Uma engenhosa urdidura permitiu que o Centrão caísse no colo do presidente, e lá vai permanecer enquanto houver trator para arrancar. A base desse arranjo foi a criação de um tipo de superemenda (a RP9, domínio do relator do Orçamento), usada como uma conta-mãe de que parlamentares aliados sacam nacos para suas bases à custa de fidelidade nas votações e mediante ofícios por baixo dos panos.
Esse
tipo de emenda chegou a ser vetado por Bolsonaro, aconselhado à época, em 2019,
por aqueles que viam no expediente o que ele é: uma burla à fiscalização da
aplicação das verbas orçamentárias pelos órgãos de controle e uma forma de
injetar dinheiro público mais rápido e sem restrições nas bases de deputados e
senadores leais.
O
que se seguiu foi um roteiro sórdido, em que o Congresso não derrubou o veto,
não aprovou um projeto, o PLN4, que o regularizaria de novo, mas passou a usar
a superemenda a rodo.
O
fio puxado pelo tratoraço deve revelar outros “aços” em pastas espalhadas pela
Esplanada e suas estatais e autarquias, igualmente aparelhadas e desviadas de
sua finalidade, como a Codevasf, a meca do tratorista Rogério Marinho.
Não
foi à toa o silêncio de Paulo Guedes quando questionado por quatro horas a
respeito do tema nesta terça-feira na Câmara: além de ser um esquema com todas
as digitais de seu desafeto no Ministério, o tratoraço é tudo aquilo que o
ministro da Economia, em sua ilusão de que ser liberal bastaria, achou que
Bolsonaro enterraria na relação entre dinheiro público e política. Não só não
enterrou, como aperfeiçoou.
Hoje
a Codevasf virou uma estatal anabolizada, outra antítese da cantilena liberal
com que Bolsonaro ludibriou o Posto Ipiranga e boa parcela do eleitorado.
O
Centrão, que não se ilude com ninguém e só apoia quem lhe dá algo em troca,
esperou calmamente a diatribe de “não preciso da velha política” do capitão
passar e agora vive a febre do maquinário agrícola sem medo de ser feliz.
O
que pode estragar a festa dos tratoreiros? Uma investigação mais a fundo do
esquema, que comprove: 1) que o Orçamento secreto é uma forma de burlar a
execução orçamentária; 2) desvio de finalidade de empresas públicas, como a
Codevasf; 3) corrupção explícita, desvio de recursos na ponta do que é enviado
via RP9 para as bases dos parlamentares; 4) favorecimento a empresas ligadas
aos políticos na compra de serviços e maquinários.
Tudo
isso está quicando, pronto para ser descoberto.
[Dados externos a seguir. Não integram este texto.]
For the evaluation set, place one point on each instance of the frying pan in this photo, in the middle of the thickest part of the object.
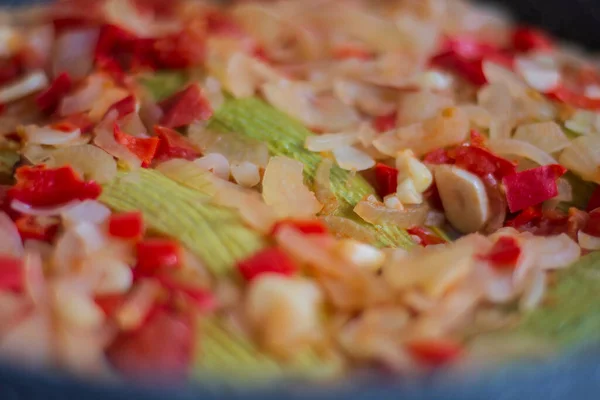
(573, 375)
O Tribunal de Contas da União
já tem uma investigação aberta sobre irregularidades na Codevasf (quem se
lembra dos Correios como piloto do mensalão, ou da Petrobras do petrolão?).
Cabe à imprensa vasculhar os ofícios em todas as pastas e rastrear os recursos
enviados pelo Orçamento secreto a estados e municípios. Quando esse edifício
começar a ruir, os que subiram na boleia dos tratores serão os primeiros a descer,
e a blindagem de Bolsonaro começará a ceder.